Taking a gap year before University was one of the most self-indulgent, unproductive and unoriginal things I've ever done.
After five years having the time of my life with all my mates at school, a further two skiving and spending my EMA on weed followed by a couple of weeks of manic revision before my exams, I had secured a deferred place at a top university... and was feeling really quite sorry for myself. A year out from the torture of privilege and economic dependence that is education was surely the only remedy.
I went to a Grammar school in Buckinghamshire. Most of the kids there had been through private schools and owned a second home in Salcombe. Middle class culture fosters a sense of entitlement to many things and by sixth form 'Gap yahs' were discussed with such certainty it was as if they were considered literally our birthright.
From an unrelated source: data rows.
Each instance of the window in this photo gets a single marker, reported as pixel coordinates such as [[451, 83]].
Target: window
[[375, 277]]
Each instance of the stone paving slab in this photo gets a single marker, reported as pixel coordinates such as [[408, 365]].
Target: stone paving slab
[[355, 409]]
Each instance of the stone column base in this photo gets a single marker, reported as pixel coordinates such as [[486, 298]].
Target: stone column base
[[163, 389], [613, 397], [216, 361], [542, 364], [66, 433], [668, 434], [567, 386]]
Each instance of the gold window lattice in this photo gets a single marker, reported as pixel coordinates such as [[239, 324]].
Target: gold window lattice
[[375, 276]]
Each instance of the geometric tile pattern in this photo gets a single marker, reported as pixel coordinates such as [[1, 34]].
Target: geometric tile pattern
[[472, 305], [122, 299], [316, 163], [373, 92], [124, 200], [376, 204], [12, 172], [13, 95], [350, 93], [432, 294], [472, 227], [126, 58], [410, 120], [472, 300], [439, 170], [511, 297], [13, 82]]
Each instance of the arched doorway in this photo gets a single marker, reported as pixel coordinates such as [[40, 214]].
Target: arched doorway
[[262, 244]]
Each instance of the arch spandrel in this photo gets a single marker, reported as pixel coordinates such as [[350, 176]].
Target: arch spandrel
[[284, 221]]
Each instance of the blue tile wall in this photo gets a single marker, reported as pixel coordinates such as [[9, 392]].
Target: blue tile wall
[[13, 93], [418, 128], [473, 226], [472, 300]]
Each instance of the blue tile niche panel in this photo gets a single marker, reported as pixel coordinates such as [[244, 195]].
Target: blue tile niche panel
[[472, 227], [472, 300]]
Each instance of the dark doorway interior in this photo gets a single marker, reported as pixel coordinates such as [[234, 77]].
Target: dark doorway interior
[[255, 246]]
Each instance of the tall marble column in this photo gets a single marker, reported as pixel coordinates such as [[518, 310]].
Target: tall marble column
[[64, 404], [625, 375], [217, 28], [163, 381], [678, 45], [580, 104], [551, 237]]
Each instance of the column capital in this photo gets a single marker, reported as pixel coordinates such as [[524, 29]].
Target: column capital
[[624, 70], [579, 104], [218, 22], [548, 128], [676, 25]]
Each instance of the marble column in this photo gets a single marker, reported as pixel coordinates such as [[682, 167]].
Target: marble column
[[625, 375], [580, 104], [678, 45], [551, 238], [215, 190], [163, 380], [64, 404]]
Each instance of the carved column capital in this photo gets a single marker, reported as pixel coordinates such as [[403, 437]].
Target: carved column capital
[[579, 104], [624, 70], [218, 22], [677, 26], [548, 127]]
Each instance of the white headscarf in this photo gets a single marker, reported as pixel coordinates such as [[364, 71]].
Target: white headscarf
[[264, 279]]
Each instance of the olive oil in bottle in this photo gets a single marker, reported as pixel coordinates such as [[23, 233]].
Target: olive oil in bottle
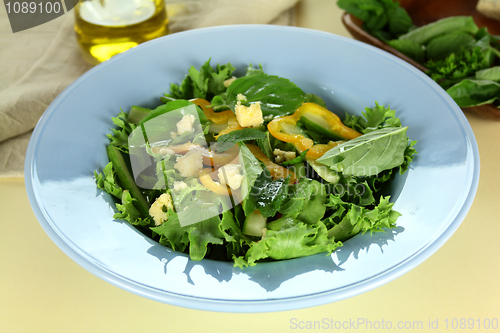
[[105, 28]]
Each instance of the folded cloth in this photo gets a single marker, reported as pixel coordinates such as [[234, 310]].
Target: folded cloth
[[37, 64]]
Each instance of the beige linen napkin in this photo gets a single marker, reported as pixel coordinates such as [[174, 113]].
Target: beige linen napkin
[[39, 63]]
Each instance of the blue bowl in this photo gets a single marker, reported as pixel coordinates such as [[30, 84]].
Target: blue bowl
[[69, 142]]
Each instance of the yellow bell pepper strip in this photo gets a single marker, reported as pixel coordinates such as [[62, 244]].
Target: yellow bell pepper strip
[[277, 171], [286, 123], [215, 117], [286, 129], [232, 125]]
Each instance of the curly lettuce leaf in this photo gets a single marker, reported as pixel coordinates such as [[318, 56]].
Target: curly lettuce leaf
[[119, 136], [129, 212], [372, 119], [204, 82], [296, 241], [350, 219], [106, 181]]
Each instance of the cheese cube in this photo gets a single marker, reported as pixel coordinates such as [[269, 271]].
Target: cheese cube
[[185, 124], [282, 155], [249, 116], [158, 209], [230, 174], [190, 164], [179, 186], [228, 82]]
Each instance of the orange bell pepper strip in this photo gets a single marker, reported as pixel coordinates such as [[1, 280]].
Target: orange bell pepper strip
[[277, 171]]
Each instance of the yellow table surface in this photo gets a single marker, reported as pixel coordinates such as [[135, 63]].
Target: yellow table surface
[[43, 290]]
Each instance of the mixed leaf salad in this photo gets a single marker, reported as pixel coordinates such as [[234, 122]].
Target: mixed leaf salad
[[461, 57], [251, 168]]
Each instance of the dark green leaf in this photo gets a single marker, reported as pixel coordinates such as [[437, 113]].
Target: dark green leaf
[[278, 96], [409, 48], [424, 34], [368, 154], [312, 98], [475, 92], [444, 45]]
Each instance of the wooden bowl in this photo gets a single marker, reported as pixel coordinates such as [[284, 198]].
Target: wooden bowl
[[423, 12]]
Friends and older siblings saturated social media with thousands of trophies photos collected of them drinking on beaches and slouched up against a tigers on drugs. I wanted in. So, I spent the next eight months of my life folding t-shirts before setting off for a two-month flash tour Southeast Asia, of course.
Students commonly spout two reasons to justify their gap year. They 'need a break' from their exceptionally hard lives of study, or they need to 'find themselves' and their independence.
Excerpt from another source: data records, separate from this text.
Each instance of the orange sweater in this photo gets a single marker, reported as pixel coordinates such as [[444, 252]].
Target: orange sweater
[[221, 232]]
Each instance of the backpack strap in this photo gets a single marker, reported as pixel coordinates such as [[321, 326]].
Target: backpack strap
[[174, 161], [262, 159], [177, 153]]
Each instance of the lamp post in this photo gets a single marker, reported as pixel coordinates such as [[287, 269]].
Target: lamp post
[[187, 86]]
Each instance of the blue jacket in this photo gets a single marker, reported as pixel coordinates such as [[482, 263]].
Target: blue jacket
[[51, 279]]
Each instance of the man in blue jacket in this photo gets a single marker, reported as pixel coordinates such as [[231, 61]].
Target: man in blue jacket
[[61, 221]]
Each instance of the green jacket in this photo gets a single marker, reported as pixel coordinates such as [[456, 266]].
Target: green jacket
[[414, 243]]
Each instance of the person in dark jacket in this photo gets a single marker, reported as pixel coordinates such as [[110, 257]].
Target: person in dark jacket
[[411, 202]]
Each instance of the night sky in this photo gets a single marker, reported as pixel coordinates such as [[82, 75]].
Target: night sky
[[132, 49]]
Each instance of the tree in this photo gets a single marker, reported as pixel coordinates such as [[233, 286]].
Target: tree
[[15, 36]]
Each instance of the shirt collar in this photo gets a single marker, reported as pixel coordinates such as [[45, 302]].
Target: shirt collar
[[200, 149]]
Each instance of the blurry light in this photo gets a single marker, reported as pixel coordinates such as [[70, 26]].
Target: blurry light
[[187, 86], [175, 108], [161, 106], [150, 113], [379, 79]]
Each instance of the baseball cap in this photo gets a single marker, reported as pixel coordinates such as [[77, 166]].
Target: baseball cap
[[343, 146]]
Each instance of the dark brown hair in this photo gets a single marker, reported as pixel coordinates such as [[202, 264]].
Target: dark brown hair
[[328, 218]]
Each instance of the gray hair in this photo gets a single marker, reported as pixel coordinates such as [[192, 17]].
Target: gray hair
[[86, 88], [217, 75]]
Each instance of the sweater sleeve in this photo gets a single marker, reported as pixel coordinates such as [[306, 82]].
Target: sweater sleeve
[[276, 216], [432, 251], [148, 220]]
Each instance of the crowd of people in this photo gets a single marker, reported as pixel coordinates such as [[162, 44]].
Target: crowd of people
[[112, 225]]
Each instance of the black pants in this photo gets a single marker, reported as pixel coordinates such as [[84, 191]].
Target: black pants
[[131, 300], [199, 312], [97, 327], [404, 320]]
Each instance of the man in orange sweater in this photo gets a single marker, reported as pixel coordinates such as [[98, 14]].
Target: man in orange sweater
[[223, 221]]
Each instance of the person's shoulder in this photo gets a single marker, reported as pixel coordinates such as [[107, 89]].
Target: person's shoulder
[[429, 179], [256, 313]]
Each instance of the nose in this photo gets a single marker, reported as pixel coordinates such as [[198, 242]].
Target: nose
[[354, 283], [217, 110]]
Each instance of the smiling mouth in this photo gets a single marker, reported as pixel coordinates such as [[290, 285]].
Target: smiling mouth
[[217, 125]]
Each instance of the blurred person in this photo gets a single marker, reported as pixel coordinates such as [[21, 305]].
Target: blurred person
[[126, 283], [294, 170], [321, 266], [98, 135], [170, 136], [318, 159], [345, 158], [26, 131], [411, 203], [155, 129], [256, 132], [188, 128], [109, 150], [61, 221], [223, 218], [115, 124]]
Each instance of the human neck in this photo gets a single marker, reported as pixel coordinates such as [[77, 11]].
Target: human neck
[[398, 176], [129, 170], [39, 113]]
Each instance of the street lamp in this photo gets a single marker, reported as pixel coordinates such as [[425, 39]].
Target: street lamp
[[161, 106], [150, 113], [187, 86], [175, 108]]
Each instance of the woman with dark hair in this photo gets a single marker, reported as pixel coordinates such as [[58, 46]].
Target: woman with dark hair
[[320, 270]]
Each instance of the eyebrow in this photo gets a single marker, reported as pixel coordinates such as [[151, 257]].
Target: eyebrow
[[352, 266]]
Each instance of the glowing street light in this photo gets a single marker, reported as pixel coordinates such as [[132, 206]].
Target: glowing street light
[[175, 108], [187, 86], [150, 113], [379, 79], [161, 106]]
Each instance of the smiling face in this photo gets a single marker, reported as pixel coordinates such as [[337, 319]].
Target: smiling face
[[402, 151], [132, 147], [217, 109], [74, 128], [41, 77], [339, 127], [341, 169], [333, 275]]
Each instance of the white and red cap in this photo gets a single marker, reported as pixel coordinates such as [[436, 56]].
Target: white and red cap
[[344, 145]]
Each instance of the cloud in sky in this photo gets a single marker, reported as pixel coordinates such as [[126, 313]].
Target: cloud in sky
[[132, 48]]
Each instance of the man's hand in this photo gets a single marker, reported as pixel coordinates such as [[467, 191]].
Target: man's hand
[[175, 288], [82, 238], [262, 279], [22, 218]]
If, like friends from other schools, I'd been laying bricks or putting up fences from the age of sixteen, then a year out and a trip abroad would probably serve these ends quite nicely. But, I was off to university, where I'd always dreamed of going.
If anything, working full time for minimum wage confirmed in my mind that going to University was a good idea for me. The experience on the whole, was one of restless boredom, trapped for another year in suburban, adolescent purgatory. I stuck it out, and somehow managed to save enough for the trip.
I hoped Asia would be a mystical foreign land where we'd get lost in alien cultures and experience everything anew. In reality, inexperienced as we were, we followed the crowds and it was more like an extended 'lads' tour of Malia.
They prop up the economy, but tourists have destroyed Thailand and the Thai people know it. Brits abroad don't indulge other cultures - they trample on them. Trust me, you won't 'find yourself' in a sordid bar in Koh Phangan - you'll find only Australians, cheap drinks and a nauseatingly in-your-face sex industry.
Had I the chance now, I tell my 17-year-old self to climb down off the bandwagon, get a grip, go to Uni and get on with my life. Because you know where a great place to 'find yourself' and grow up is? University.
University is awash with intellectual stimulation, fresh cultural experience and full of ambitious, bold, like-minded individuals. Seriously, how it became common wisdom that a year of debauchery in Thailand was necessary before young adults could possibly drag themselves through Uni is a mystery to me. I feel genuinely privileged to have spent the past three years flourishing in this place.
All I got in return for a year of my life was a crappy tattoo, some bad hangovers and some half decent drinking stories. But even if your only motivation for taking a year out is to drink and sit off, those, I assure you, are two activities found in abundance at University.
So here's my advice. Don't wait around; seventeen is the perfect age to go off the Uni. Find your independence there, work hard and start building your future. Then, when you've given something back maybe, kept your end of the social contract, go gallivanting wherever you want.
Having seen a further three years to grow up, garner some wisdom and get the drinking and debauchery out your system at Uni, you'll probably plan and execute a much better trip.
And don't even get me started on the self styled 'philanthropists' who genuinely think they're saving humanity by building mud brick walls in desolate places where manual labor is already exorbitantly cheap. Please, stay at home, you're serving no one but yourself.